In the statistics for end users and sellers prior to the pandemic, shown in Figure 3a,b, H3 is regarded as the sign, with the outputs shown as ≤0.05. As a result, it can be argued that user feedback ratings have a significant impact on the (relative) performance of e-commerce platforms. After the pandemic, however, the data from end users and sellers suggest that H3 is ignored as an indicator, with an outcome of ≥0.05. As a result, it may be stated that user experience has no major impact on the (relative) effectiveness of e-commerce platforms. Regarding the consumer decision-making process, the first stage, issue identification, might be triggered by an internal stimulation, such as a new need or want. Following the COVID-19 pandemic, some users’ behaviors, as well as their demands and desires, changed. Buyers are more anxious regarding their health and the outbreak’s financial effects (Accenture, 2020a).
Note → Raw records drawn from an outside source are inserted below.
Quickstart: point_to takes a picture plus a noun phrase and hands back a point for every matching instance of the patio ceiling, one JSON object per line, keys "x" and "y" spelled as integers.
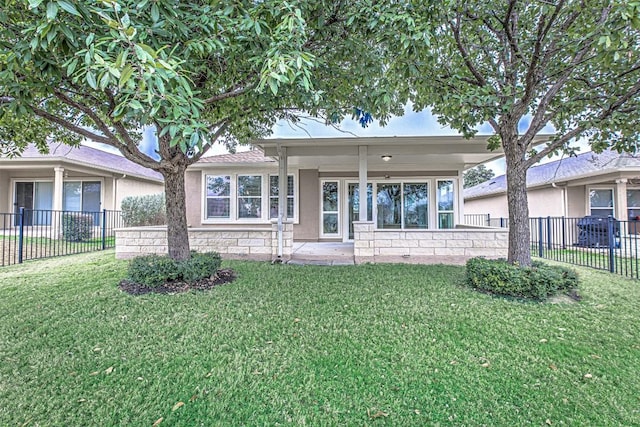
{"x": 407, "y": 153}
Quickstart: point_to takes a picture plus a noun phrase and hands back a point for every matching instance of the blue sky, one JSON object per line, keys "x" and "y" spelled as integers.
{"x": 412, "y": 123}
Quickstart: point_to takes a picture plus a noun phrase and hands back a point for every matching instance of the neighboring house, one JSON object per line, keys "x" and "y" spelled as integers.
{"x": 71, "y": 179}
{"x": 413, "y": 209}
{"x": 588, "y": 184}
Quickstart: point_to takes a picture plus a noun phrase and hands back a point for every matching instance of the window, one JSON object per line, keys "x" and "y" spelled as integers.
{"x": 601, "y": 202}
{"x": 273, "y": 196}
{"x": 416, "y": 205}
{"x": 330, "y": 217}
{"x": 81, "y": 196}
{"x": 633, "y": 204}
{"x": 445, "y": 204}
{"x": 249, "y": 196}
{"x": 403, "y": 205}
{"x": 218, "y": 196}
{"x": 389, "y": 204}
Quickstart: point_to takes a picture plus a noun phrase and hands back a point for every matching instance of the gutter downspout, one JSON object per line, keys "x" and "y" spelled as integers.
{"x": 282, "y": 196}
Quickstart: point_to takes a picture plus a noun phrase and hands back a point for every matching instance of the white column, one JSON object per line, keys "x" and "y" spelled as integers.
{"x": 282, "y": 195}
{"x": 58, "y": 181}
{"x": 459, "y": 191}
{"x": 362, "y": 182}
{"x": 621, "y": 200}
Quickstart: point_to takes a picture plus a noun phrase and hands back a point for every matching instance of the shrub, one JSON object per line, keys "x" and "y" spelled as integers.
{"x": 77, "y": 227}
{"x": 144, "y": 210}
{"x": 155, "y": 270}
{"x": 537, "y": 282}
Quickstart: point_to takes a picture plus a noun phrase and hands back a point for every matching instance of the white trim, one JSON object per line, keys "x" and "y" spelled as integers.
{"x": 588, "y": 190}
{"x": 339, "y": 234}
{"x": 13, "y": 180}
{"x": 233, "y": 197}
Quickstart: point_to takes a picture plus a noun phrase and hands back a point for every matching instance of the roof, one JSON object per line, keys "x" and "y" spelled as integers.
{"x": 569, "y": 168}
{"x": 251, "y": 156}
{"x": 88, "y": 157}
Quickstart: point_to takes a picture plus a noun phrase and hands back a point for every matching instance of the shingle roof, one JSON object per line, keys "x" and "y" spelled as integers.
{"x": 252, "y": 156}
{"x": 91, "y": 157}
{"x": 586, "y": 164}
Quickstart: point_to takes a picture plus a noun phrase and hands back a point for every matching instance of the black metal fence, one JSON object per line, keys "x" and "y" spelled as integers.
{"x": 35, "y": 234}
{"x": 603, "y": 243}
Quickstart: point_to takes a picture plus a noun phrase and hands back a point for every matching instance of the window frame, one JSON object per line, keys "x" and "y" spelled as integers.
{"x": 293, "y": 196}
{"x": 234, "y": 217}
{"x": 337, "y": 212}
{"x": 597, "y": 188}
{"x": 205, "y": 205}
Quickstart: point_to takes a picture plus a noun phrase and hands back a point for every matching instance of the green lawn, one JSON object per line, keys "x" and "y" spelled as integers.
{"x": 365, "y": 345}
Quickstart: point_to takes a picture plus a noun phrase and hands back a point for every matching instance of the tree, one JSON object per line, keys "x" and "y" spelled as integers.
{"x": 520, "y": 65}
{"x": 477, "y": 175}
{"x": 198, "y": 71}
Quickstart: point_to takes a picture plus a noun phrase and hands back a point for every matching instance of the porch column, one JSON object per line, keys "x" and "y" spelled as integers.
{"x": 362, "y": 182}
{"x": 282, "y": 196}
{"x": 621, "y": 200}
{"x": 459, "y": 192}
{"x": 57, "y": 188}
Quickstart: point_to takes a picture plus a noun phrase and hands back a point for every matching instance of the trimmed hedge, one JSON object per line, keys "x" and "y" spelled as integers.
{"x": 155, "y": 270}
{"x": 144, "y": 210}
{"x": 536, "y": 282}
{"x": 77, "y": 227}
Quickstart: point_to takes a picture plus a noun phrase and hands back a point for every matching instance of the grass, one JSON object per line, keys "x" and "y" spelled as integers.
{"x": 309, "y": 345}
{"x": 44, "y": 247}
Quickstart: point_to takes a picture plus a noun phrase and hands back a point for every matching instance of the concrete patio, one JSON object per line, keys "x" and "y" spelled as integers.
{"x": 322, "y": 253}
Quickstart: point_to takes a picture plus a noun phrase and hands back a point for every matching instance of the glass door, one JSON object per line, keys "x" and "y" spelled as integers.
{"x": 353, "y": 208}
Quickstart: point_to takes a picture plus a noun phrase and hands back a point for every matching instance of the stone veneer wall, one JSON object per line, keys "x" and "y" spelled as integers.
{"x": 255, "y": 244}
{"x": 426, "y": 246}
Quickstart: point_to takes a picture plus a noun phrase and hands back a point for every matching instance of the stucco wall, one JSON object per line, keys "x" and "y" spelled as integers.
{"x": 194, "y": 196}
{"x": 5, "y": 193}
{"x": 131, "y": 187}
{"x": 576, "y": 201}
{"x": 308, "y": 206}
{"x": 546, "y": 202}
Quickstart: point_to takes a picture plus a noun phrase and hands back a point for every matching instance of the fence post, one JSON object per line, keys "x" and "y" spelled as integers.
{"x": 540, "y": 242}
{"x": 20, "y": 234}
{"x": 104, "y": 229}
{"x": 612, "y": 242}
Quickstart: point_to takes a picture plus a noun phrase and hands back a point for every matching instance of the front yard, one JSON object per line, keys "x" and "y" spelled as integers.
{"x": 354, "y": 345}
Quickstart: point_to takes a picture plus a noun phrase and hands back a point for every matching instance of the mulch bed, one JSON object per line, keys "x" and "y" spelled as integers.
{"x": 220, "y": 278}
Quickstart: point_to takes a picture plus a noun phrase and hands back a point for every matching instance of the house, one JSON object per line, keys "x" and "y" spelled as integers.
{"x": 588, "y": 184}
{"x": 413, "y": 210}
{"x": 71, "y": 179}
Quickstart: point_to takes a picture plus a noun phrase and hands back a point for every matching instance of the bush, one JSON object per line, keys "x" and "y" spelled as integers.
{"x": 144, "y": 210}
{"x": 536, "y": 282}
{"x": 155, "y": 270}
{"x": 77, "y": 227}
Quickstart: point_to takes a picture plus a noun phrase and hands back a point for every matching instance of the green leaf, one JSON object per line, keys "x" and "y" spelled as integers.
{"x": 91, "y": 80}
{"x": 52, "y": 10}
{"x": 68, "y": 7}
{"x": 155, "y": 12}
{"x": 72, "y": 66}
{"x": 273, "y": 85}
{"x": 125, "y": 75}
User feedback ratings may have an impact on e-commerce platform (relative) effectiveness prior to the epidemic, but not afterwards. It is possible that their needs and wants are fluctuating, therefore they purchase the items that they require the most. Many sellers respond to this, which might explain why buyer review scores are not affected.

4.4. Client Evaluation Rating and Reported Digital Marketing Capabilities (H4 and H4a)

H4 and H4a are not substantial in the data from end consumers before and after the pandemic. That is, consumer experiences (reviews scores) are unchanged by observed online marketing capabilities, and there are no intermediary effects of regular vs. discount price. H4 is recognized by the sellers, according to data collected prior and during the pandemic, while H4a is not. This suggests that observed online marketing capabilities have a considerable positive impact on customer experiences (reviews scores), but that regular vs. discount price has no effect on the two. Although there is a variation in the outcomes before and after the pandemic, there is a huge difference in the outcomes for end buyers and retailers. The observed internet marketing capabilities have a meaningful impact on the consumer experience (review ratings). The sellers, on the other hand, are severely impacted. This, according to the vendors, might be due to an effective internet marketing campaign providing a stimulation to their buyers’ experience.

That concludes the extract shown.